Bank Nifty plunges 3%; experts say correction was due

By: | Published: January 7, 2015 12:08 AM

The Bank Nifty registered its worst fall since January 2014 and lost around 3.08%...

The Bank Nifty registered its worst fall since January 2014 and lost around 3.08% on Tuesday. Indian stocks, especially private and public sector banks remained under pressure following the rout in crude prices and concerns that Greece might exit the euro zone.

The Bank Nifty on Tuesday opened at 18,874.60 and touched intra-day low of 18,388.35 and finally ended at 18,430.75 down by 586.65 points or 3.08%. Market participants say that, although the sell-off on Tuesday was triggered by global factors, in the last one year the index has gained nearly 70% and was on course for some correction.

A fund manager from a leading fund house on condition of anonymity said, “I don’t think there is anything fundamentally wrong with the banking sector. We still believe, with falling current account deficit (CAD) and fiscal deficit, this is the sector to be invested in, for 2015. But valuations of many stocks had turned too expensive and some correction was expected. Investors can use such corrections to enter the quality names.”

All 12 banks in the Bank Nifty ended the day in the red, with the biggest cuts seen in Bank of India (-5.29%), ICICI Bank (-4.59%) and State Bank of India (-4.11%). The CNX PSU Bank index which represents public sector also lost 4.12% and ended the day at 4,104.60, down 176.55 points. Within the PSU banks index, the worst losses were seen in Syndicate Bank (-5.52%), Union Bank of India (-5.45%) and Indian Overseas Bank (-5.44%).

Gopal Agrawal, CIO at Mirae Asset Mutual Fund says, “What we have seen on Tuesday is a knee-jerk reaction to falling crude prices. We saw across-the-board selling and not only in the banking stocks. I think this is short term volatility as falling crude prices will benefit India.”

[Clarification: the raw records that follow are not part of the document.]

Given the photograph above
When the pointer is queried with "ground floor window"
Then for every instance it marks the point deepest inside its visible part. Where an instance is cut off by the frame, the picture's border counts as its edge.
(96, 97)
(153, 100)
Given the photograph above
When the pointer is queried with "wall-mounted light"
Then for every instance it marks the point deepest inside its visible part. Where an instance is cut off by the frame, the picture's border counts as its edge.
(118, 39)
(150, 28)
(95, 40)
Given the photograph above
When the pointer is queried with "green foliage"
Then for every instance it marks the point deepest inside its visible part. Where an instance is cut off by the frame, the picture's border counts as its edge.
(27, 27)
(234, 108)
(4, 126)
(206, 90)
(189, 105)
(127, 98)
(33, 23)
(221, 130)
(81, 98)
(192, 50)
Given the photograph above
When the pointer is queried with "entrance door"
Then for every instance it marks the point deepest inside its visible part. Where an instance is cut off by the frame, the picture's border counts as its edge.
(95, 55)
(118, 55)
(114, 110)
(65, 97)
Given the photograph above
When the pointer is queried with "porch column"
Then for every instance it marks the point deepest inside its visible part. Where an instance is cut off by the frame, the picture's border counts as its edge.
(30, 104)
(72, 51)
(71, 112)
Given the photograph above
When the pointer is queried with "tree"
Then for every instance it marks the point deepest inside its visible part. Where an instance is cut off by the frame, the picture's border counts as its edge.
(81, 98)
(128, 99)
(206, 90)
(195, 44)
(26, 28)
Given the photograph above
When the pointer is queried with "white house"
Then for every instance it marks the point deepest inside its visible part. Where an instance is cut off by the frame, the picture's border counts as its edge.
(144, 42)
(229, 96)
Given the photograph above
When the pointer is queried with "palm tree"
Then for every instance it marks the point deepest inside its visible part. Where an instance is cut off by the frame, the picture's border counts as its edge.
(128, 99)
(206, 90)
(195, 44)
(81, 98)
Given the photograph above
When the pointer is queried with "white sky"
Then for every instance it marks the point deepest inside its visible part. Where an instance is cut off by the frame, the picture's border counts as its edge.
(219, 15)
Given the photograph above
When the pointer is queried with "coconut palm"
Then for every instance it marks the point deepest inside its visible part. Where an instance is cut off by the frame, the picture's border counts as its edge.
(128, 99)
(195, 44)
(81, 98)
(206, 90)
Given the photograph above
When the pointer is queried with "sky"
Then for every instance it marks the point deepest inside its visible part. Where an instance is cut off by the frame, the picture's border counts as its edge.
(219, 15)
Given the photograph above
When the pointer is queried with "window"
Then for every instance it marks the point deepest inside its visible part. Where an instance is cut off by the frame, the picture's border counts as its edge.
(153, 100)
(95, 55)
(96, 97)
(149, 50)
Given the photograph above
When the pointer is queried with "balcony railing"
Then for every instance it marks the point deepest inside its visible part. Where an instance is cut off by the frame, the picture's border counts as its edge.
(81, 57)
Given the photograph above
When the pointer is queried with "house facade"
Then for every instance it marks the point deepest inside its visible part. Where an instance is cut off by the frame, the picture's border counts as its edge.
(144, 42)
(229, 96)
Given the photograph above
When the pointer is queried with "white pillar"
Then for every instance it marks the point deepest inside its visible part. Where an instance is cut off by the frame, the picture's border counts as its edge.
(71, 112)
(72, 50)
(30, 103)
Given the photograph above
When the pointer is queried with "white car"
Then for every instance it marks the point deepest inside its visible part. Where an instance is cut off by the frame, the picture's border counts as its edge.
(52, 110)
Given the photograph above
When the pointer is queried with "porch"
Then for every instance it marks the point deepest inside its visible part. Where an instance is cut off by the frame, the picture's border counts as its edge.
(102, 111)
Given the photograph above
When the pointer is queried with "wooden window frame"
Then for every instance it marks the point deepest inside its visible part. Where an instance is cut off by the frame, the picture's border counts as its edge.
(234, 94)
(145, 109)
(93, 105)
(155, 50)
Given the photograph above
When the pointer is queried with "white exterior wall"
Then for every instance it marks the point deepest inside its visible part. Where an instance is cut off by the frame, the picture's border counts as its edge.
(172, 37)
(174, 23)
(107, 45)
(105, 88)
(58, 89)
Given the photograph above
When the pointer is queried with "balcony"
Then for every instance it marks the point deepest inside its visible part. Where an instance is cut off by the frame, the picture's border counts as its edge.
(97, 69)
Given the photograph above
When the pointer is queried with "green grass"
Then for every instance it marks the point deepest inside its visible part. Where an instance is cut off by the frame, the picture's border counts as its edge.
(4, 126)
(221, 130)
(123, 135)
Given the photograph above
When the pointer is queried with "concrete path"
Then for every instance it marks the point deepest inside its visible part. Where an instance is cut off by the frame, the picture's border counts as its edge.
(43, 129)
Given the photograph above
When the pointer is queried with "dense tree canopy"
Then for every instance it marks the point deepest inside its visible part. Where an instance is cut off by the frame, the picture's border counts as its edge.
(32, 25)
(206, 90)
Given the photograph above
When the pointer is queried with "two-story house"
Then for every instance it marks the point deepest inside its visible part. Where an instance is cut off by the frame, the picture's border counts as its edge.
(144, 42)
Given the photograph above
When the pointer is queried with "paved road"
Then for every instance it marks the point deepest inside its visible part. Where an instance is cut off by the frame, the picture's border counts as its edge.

Market participants say that, overall the outlook for the banking sector is positive in the medium to long term but there might be some short term volatility due to the global factors. “In 2015 we might see substantive developments for banking sector in India; there might be new banks coming up and government rationalising foreign ownership norms. All these factors will help the sector, especially private banks,” concluded the head of equity at a top brokerage house.